Под вечер он отправлялся в Булонский лес в фаэтоне, которым сам правил, или верхом на «Царице Савской», великолепной кобыле из табунов Айн-Вейба, уступленной ему моссульским эмиром. Вечер, если у него не было в этот день ложи в Опере или во Французской Комедии, он проводил в салоне какой-нибудь дамы, ибо испытывал потребность закончить день среди «женственной эфемерности» (его выражение).
Эта «женственная эфемерность» играла величайшую роль в его жизни. Фрадике любил женщин; но, кроме них и превыше всего на свете, он любил Женщину.

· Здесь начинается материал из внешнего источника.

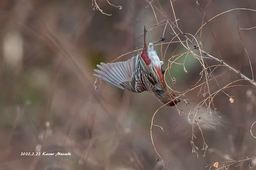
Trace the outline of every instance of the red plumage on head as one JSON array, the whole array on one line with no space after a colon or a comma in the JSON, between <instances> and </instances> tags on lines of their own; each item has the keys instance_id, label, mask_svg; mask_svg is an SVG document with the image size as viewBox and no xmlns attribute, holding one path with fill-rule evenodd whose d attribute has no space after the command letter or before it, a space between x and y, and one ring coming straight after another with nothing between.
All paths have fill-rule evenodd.
<instances>
[{"instance_id":1,"label":"red plumage on head","mask_svg":"<svg viewBox=\"0 0 256 170\"><path fill-rule=\"evenodd\" d=\"M150 63L151 63L151 60L149 59L147 55L147 51L146 45L145 42L143 45L143 49L142 49L142 51L141 51L141 56L144 61L145 61L146 64L147 64L148 66L149 65Z\"/></svg>"}]
</instances>

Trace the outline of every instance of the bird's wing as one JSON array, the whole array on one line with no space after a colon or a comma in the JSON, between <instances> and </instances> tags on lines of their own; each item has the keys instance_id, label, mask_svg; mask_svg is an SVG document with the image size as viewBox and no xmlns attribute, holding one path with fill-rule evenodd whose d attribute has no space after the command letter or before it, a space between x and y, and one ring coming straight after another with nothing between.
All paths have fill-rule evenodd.
<instances>
[{"instance_id":1,"label":"bird's wing","mask_svg":"<svg viewBox=\"0 0 256 170\"><path fill-rule=\"evenodd\" d=\"M101 63L95 69L95 76L121 89L135 93L147 91L148 84L155 84L149 66L139 55L126 61Z\"/></svg>"}]
</instances>

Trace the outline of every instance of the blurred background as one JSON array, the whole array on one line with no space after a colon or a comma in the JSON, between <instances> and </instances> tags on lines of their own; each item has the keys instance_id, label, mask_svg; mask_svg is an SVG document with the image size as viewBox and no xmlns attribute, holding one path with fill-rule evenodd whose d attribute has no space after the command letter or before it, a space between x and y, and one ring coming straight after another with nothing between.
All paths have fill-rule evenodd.
<instances>
[{"instance_id":1,"label":"blurred background","mask_svg":"<svg viewBox=\"0 0 256 170\"><path fill-rule=\"evenodd\" d=\"M163 169L150 136L152 117L162 104L149 93L122 90L99 79L95 88L93 74L101 62L111 62L136 47L141 48L144 25L148 30L154 28L149 31L148 41L152 42L163 36L165 24L155 25L152 8L145 0L109 1L122 9L106 0L96 0L97 4L89 0L0 1L0 169ZM204 12L209 1L173 2L179 28L192 35L202 26L203 19L196 2ZM170 1L154 0L152 3L175 21ZM112 15L102 14L95 5ZM213 0L207 7L206 18L209 20L238 8L255 10L256 2ZM252 79L238 32L238 28L256 26L255 11L236 10L209 22L218 49L207 25L201 38L200 32L196 37L198 41L201 38L203 49L220 58L219 50L224 61ZM160 24L166 23L157 10L155 15ZM239 32L256 72L256 28ZM165 42L174 37L169 25L164 36ZM179 44L172 43L168 47L165 68L172 56L186 51L181 47L175 51ZM161 45L155 46L161 58L167 47L163 45L161 52ZM116 61L126 61L137 53L130 53ZM185 57L176 61L183 63ZM209 65L219 64L209 59L206 62ZM175 83L167 79L176 91L191 89L201 77L202 67L192 55L188 55L184 64L187 73L182 65L171 65L170 74ZM228 70L220 67L214 75ZM216 79L218 84L211 82L210 91L240 79L229 71ZM250 85L244 81L234 84L238 83ZM221 119L211 117L205 105L199 110L204 140L211 150L203 156L202 134L195 126L198 158L192 153L192 127L186 115L204 99L202 91L199 87L181 97L189 102L187 105L184 101L178 103L183 110L181 115L164 106L155 117L153 124L163 128L152 127L155 146L169 169L209 169L210 166L205 168L207 164L230 161L220 155L240 160L256 153L256 139L250 133L256 120L256 91L246 87L224 90L234 96L233 103L223 92L214 97L214 106ZM252 132L256 136L256 127ZM71 155L20 155L44 152L69 152ZM229 169L256 169L256 159L242 162L240 167L235 166L242 162ZM220 163L219 168L223 165Z\"/></svg>"}]
</instances>

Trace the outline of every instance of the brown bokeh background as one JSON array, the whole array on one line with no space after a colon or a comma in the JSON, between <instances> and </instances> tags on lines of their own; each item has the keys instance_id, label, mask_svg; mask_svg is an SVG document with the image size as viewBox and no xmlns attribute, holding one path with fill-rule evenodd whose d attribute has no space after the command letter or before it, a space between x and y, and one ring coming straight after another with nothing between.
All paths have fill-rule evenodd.
<instances>
[{"instance_id":1,"label":"brown bokeh background","mask_svg":"<svg viewBox=\"0 0 256 170\"><path fill-rule=\"evenodd\" d=\"M123 91L98 80L95 90L93 69L101 62L110 62L119 56L142 47L143 25L149 42L163 33L165 25L157 23L151 6L144 0L96 0L102 14L90 0L2 0L0 1L0 169L3 170L161 170L163 164L152 144L150 126L153 115L162 106L150 93ZM208 1L198 1L203 12ZM166 15L174 21L169 0L154 0ZM196 1L175 0L173 4L179 28L194 35L203 18ZM206 18L232 9L256 9L256 2L246 0L213 0ZM165 20L157 11L159 22ZM256 12L238 10L209 22L223 60L252 79L249 62L237 28L256 26ZM165 23L163 21L161 24ZM165 42L174 37L169 26ZM253 70L256 72L256 28L240 30ZM196 37L198 40L200 35ZM184 40L182 36L181 38ZM176 38L174 41L177 41ZM207 25L202 31L202 49L220 58L218 48ZM165 68L179 43L172 43L166 52ZM167 45L163 45L163 53ZM161 45L155 48L161 58ZM179 48L174 55L185 52ZM137 52L117 60L126 61ZM177 62L183 63L183 57ZM209 65L218 64L206 60ZM173 64L170 75L173 89L184 91L200 79L202 67L192 55L183 65ZM217 76L228 70L220 67ZM220 87L240 79L230 71L217 79ZM169 80L169 79L168 79ZM239 84L250 85L246 82ZM211 92L219 89L210 83ZM178 107L180 115L166 106L156 115L153 138L158 152L171 170L204 170L206 164L228 161L218 154L239 160L256 153L256 139L250 133L256 120L256 91L238 87L225 92L234 96L234 102L220 92L214 103L221 119L207 115L204 107L198 116L209 149L205 156L200 130L194 127L194 143L199 156L192 153L192 126L185 115L204 99L200 87L182 97ZM217 121L218 122L217 122ZM201 124L202 123L202 124ZM252 129L256 134L256 127ZM71 156L20 156L21 152L70 152ZM240 162L229 169L256 169L256 160ZM228 163L225 163L225 165ZM223 164L220 164L219 167ZM165 169L167 168L165 167ZM212 169L215 169L212 167Z\"/></svg>"}]
</instances>

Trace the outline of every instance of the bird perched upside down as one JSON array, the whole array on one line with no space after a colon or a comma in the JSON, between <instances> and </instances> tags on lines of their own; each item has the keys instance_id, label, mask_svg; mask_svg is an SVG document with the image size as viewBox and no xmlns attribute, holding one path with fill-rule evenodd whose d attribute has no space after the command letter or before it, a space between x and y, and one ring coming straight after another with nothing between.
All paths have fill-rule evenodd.
<instances>
[{"instance_id":1,"label":"bird perched upside down","mask_svg":"<svg viewBox=\"0 0 256 170\"><path fill-rule=\"evenodd\" d=\"M101 63L101 69L95 69L95 76L117 87L135 93L148 91L161 103L173 106L180 101L167 88L164 79L163 62L154 50L153 43L147 45L147 30L144 26L144 43L140 55L126 61L115 63ZM160 40L163 41L162 38Z\"/></svg>"}]
</instances>

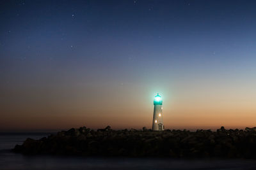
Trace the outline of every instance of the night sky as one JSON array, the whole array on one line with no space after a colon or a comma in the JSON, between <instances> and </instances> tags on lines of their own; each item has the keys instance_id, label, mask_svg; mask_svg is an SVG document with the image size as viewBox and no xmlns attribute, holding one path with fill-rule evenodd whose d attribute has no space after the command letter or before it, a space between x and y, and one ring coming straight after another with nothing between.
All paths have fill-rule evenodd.
<instances>
[{"instance_id":1,"label":"night sky","mask_svg":"<svg viewBox=\"0 0 256 170\"><path fill-rule=\"evenodd\" d=\"M256 126L255 1L1 1L0 131Z\"/></svg>"}]
</instances>

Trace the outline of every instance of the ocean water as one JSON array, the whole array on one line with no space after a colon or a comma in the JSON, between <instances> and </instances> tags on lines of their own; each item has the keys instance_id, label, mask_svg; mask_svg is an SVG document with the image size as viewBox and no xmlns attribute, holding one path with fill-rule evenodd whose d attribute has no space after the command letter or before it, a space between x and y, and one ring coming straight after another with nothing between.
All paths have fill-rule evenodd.
<instances>
[{"instance_id":1,"label":"ocean water","mask_svg":"<svg viewBox=\"0 0 256 170\"><path fill-rule=\"evenodd\" d=\"M10 152L47 133L0 133L0 169L256 169L255 160L25 156Z\"/></svg>"}]
</instances>

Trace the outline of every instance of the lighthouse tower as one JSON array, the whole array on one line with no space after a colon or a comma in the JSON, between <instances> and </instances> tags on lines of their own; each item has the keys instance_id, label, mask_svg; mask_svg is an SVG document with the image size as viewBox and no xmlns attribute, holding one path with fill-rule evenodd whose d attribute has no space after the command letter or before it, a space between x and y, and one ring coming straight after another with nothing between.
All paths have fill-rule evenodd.
<instances>
[{"instance_id":1,"label":"lighthouse tower","mask_svg":"<svg viewBox=\"0 0 256 170\"><path fill-rule=\"evenodd\" d=\"M163 122L163 100L161 96L157 93L154 99L154 115L153 115L153 131L161 131L164 130L164 123Z\"/></svg>"}]
</instances>

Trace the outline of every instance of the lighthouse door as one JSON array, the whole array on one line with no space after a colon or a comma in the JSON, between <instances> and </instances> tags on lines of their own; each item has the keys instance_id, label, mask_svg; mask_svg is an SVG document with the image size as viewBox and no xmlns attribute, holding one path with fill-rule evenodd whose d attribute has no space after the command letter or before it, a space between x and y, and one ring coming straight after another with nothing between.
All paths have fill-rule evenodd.
<instances>
[{"instance_id":1,"label":"lighthouse door","mask_svg":"<svg viewBox=\"0 0 256 170\"><path fill-rule=\"evenodd\" d=\"M158 131L163 131L163 124L158 124Z\"/></svg>"}]
</instances>

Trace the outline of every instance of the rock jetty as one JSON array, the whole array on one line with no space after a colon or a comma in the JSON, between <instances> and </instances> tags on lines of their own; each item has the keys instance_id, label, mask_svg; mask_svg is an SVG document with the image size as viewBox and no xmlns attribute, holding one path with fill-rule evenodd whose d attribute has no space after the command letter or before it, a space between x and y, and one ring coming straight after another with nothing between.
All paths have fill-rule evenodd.
<instances>
[{"instance_id":1,"label":"rock jetty","mask_svg":"<svg viewBox=\"0 0 256 170\"><path fill-rule=\"evenodd\" d=\"M94 131L83 127L39 140L28 138L13 151L27 155L255 159L256 127L191 132L146 127L115 131L109 126Z\"/></svg>"}]
</instances>

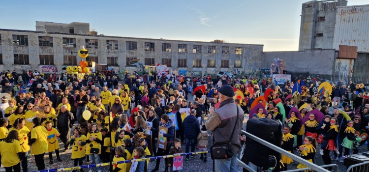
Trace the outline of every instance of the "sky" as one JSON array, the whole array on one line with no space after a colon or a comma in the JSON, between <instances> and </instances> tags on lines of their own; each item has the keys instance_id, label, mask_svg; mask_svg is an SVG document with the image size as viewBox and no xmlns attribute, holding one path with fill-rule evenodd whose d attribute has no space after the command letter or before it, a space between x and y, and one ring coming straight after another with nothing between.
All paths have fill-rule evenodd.
<instances>
[{"instance_id":1,"label":"sky","mask_svg":"<svg viewBox=\"0 0 369 172\"><path fill-rule=\"evenodd\" d=\"M35 21L90 23L105 35L264 45L297 51L308 0L5 0L0 29L35 30ZM369 3L348 0L348 5Z\"/></svg>"}]
</instances>

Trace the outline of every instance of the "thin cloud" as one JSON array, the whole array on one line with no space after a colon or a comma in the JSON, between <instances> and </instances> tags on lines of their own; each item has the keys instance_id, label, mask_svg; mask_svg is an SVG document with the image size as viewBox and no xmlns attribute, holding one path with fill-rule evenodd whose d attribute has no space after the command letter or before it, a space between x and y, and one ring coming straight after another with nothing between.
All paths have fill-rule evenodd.
<instances>
[{"instance_id":1,"label":"thin cloud","mask_svg":"<svg viewBox=\"0 0 369 172\"><path fill-rule=\"evenodd\" d=\"M203 11L193 8L190 8L191 10L194 11L195 13L199 15L198 18L200 23L199 25L210 27L212 25L208 23L210 21L210 18L206 16L205 13Z\"/></svg>"}]
</instances>

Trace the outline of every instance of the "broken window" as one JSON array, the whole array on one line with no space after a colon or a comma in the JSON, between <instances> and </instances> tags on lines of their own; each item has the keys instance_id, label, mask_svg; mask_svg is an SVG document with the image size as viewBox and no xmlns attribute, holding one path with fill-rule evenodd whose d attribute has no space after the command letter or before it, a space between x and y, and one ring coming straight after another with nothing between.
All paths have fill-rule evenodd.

Его отношение к женщинам определялось тремя моментами: благоговейным преклонением возвышенной души, любопытством естествоиспытателя и темпераментом сангвиника. Вслед за романтиками эпохи Реставрации, Фрадике считал женщин существами высшего порядка, божественно сложными созданиями природы, ни с чем в мире не сравнимыми и достойными глубочайшего поклонения; но, не отрекаясь от этого культа, он в то же время рассекал и исследовал эти существа высшего порядка без всякого благоговения, клетку за клеткой, с увлечением естествоиспытателя; и очень часто на месте благоговеющего жреца и любознательного ученого оказывался просто мужчина, который, следуя благостному велению природы, любил женщину, как фавны любили нимф.
Кроме того, – так, по крайней мере, следовало из его разговоров, – он подразделял женщин на различные виды. Существует женщина «внешней жизни», цветок, взращенный для роскоши и светского блеска; и существует женщина «внутренней жизни», хранительница домашнего очага; как бы ни была такая женщина привлекательна, Фрадике неизменно сохранял с ней тон глубокого почтения, не допускавшего никаких исследовательских экспериментов. «Я смотрю на них, – пишет он госпоже де Жуар, – как на чужое письмо, которое запечатано сургучом». Но по отношению к женщинам, живущим «внешнею», светской жизнью, полной суетности, и фантазии, Фрадике считал себя столь же несвязанным и безответственным, как перед изданной типографским способом книгой. «Перелистывать книгу, – пишет он той же госпоже де Жуар, – делать пометки на ее атласистых полях, обсуждать ее вслух, не стесняя себя выбором выражений, увозить к себе и читать вечером дома, рекомендовать друзьям, бросить в угол, когда прочитаны лучшие ее страницы, – все это, думается мне, вполне позволительно и не противоречит ни обычной морали, ни уголовному кодексу».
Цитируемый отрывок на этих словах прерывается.